Du 17 Octobre 1961 au 17 Octobre 2003, quarante deux ans s'écoulèrent
déjà depuis que notre peuple, fidèle aux
idéaux du 1er Novembre 1954, montra la même force
de résistance contre l'arbitraire colonial. La mesure répressive,
prise par les autorités préfectorales de Paris,
par l'imposition d'un couvre feu et l'interdiction du déplacement
des Algériens en groupe, a contraint nos compatriotes à
marquer, par des manifestations pacifiques, leur refus de la ségrégation
et de l'injustice coloniales.
En manifestant pacifiquemcent leur refus d'un couvre-feu injuste
- signe d'exclusion, de marginalisation - imposé par les
autorités préfectorales de Paris, les Algériens
de France ne firent que répondre à l'appel libérateur
de la voix du peuple algérien spolié de sa terre,
de ses richesses, meurtri dans sa chair, atteint dans sa fierté
et sa dignité.
La date du 17 Octobre 1961, comme des dizaines d'autres qui jalonnèrent
le parcours libérateur du peuple algérien, devrait
être appréhendée comme une leçon de
l'Histoire contre les convoitises et les déviations humaines.

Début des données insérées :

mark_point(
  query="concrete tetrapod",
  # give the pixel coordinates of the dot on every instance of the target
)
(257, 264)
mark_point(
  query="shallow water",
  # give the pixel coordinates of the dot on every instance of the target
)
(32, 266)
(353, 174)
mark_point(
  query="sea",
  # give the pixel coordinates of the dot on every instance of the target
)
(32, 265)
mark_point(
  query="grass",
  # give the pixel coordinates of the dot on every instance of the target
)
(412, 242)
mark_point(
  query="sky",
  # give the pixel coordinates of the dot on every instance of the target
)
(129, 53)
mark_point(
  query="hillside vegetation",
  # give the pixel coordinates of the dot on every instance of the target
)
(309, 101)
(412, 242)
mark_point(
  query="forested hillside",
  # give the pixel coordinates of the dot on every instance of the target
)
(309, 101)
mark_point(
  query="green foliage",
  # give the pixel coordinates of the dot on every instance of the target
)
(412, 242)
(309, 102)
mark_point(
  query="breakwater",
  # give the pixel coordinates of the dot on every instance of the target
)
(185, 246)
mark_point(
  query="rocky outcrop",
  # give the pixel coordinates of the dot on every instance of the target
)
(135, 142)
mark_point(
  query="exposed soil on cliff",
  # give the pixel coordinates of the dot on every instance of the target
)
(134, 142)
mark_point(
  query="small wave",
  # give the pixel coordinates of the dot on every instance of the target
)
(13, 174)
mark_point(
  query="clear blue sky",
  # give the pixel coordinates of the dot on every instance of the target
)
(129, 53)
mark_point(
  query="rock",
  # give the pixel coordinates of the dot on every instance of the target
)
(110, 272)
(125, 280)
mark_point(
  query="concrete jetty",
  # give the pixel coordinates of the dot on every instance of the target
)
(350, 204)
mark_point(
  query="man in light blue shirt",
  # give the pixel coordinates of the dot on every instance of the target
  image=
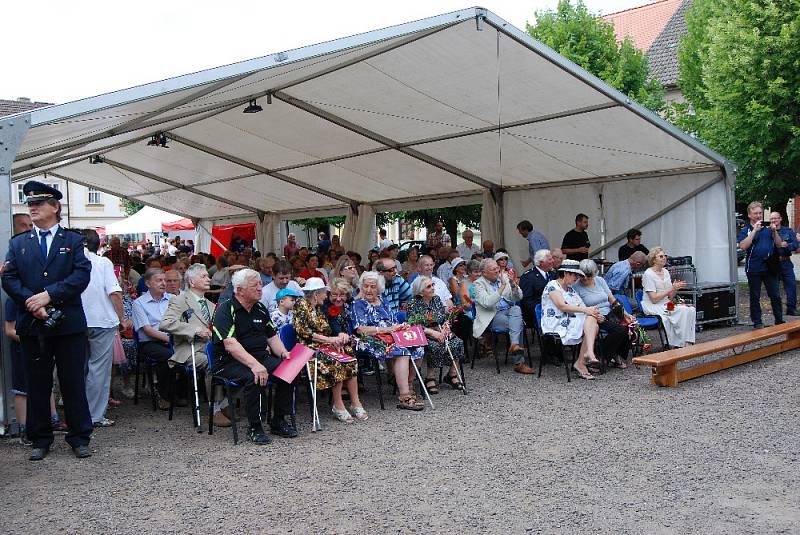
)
(618, 276)
(536, 240)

Ces événements marquants ne sont consignés
dans aucun manuel scolaire, dans aucun livre d'Histoire, mais
ils restent gravés dans la conscience collective et dans
la chair des Algériens.
Cher(es) Frères et Soeurs,
Les centaines de morts, les disparus, les torturés sont-ils
un détail de l'Histoire ? Le souvenir des violences du
17 octobre 1961 pourrait s'atténuer avec le temps induisant
une reconnaissance. Le geste symbolique de la municipalité
de Paris constitue déjà un bon prélude. L'Histoire
jugera, l'Histoire retablira toutes les vérités.
Notre vérité est que tout Français n'était
pas colonialiste, tout Français n'était pas xénophobe.
Tout Algérien en est reconnaissant et tout Algérien
en reste tolérant. Rappelons-nous des sacrifices de Maurice
AUDIN, du courage du Sous-Lieutenant MAILLOT, de la témérité
des passeurs du réseau JEANSON des Hommes libres, morts
ou condamnés pour le droit à l'indépendance
des Algériens, de tous les Algériens.
Ces Hommes constituèrent le dénominateur commun
dans l'Amour de la paix, la liberté, la fraternité,
entre le peuple français et le peuple algérien dont
la reconnaissance à l'égard de leur engagement courageux,
héroïque, juste, humain tout simplement est déjà
inscrite dans le parcours des deux pays, illuminant les annales
de l'Histoire, de l'amour de la justice des grands.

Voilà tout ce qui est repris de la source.